The Nameless Extra: I Proofread This World
Chapter 3: His Name Now
The bathroom barely fit him; the walls pressed too close, the air carrying a plain, practical chill that seeped into his skin.
Cold tiles bit at his feet, their uneven edges jabbing him with small, needling stings. A wooden tub sat against the far wall, its surface blackened with age, the rim smooth under his fingers as if worn down by years of use.
Warm water filled the tub, steam brushing against his face and curling toward the low ceiling. The mist carried the faint iron tang of well-water, sharp enough that he almost tasted it.
Ruvian unbuttoned his linen shirt and let it slip from his fingers, crumpling in a lifeless heap beside the tub. Then he stepped in, slow enough to avoid splashing.
The heat wrapped around his legs, climbed to his waist, and settled there. For a while, he just sat there, elbows resting on the rim, listening to the faint creak of the wooden boards.
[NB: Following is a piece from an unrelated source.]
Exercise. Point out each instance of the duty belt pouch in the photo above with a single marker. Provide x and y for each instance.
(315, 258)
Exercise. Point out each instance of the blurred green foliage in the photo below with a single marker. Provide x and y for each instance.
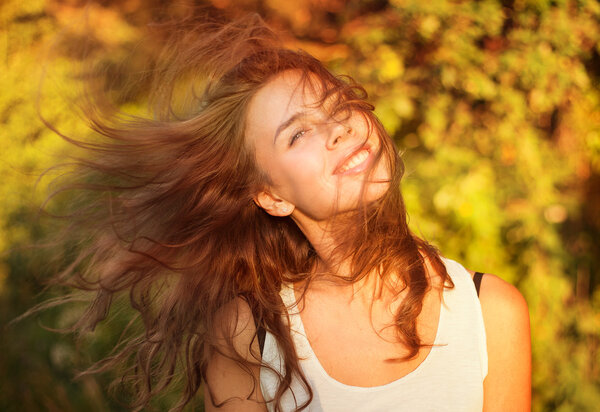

'If I remember correctly, this world should already have proper shower systems due to magical advancement. Yet this household never did… Judging from my memory, they probably couldn’t afford one.'
'That only means one thing...'
"I'm broke..." he sighed.
'Definitely not a good starter pack.'
Through the narrow window, a stripe of daylight cut across the room and stabbed into his eyes when he glanced up. In the warped shimmer of the water surface, a stranger’s face wavered where his own should have been.
So, he took the chance to analyse his new body.
‘Fifteen maybe, or younger, if judged by the way his cheeks still held a trace of softness. But… there was more to the shape of his body than youth.’
There was discipline etched into the line of his shoulders that was born from repetition of stacking firewood, hauling grain, and carrying water.
He studied his limbs, pale skin flushed from the bath. His hair was wet and dark, clinging to his forehead in messy strands, and when he reached up to brush it aside, it was strangely soft.
Then, his gaze locked with the eyes in the reflection.
Those eyes didn't belong to Yuzuki Nozomi.
They were darker, slightly blue and terrifying. There was no kindness in them, no warm light or boyish charm.
He somehow liked it, and so he dragged a hand over his face. There was no point in denying it anymore. The name had begun to settle in his mouth, no longer foreign, and no longer borrowed.
“Ruvian Castelor…”
Leaning back, he rested his head against the rim of the tub. His thoughts began to settle around him. The fragments of memory slowly stitched themselves into coherence.
He knew what was coming.
The first big arc of this novel.
Zian Herga, the bright-eyed, hopelessly idealistic, and cursed with a hero complex protagonist, was about to get chewed up and spat out by fate. By the second semester at Velthia Academy, the kid would be framed and tossed out of the academy.
After that incident, he'd head back to his village thinking the worst was over, but it wasn’t. The place that he called home would be gone, burned to cinders. The bodies of his family were left scattered among the ruins.
A cruel turning point.
“What a classic setup for a power fantasy,” he muttered under his breath.
‘It all happened because he was still weak during the first big arc.’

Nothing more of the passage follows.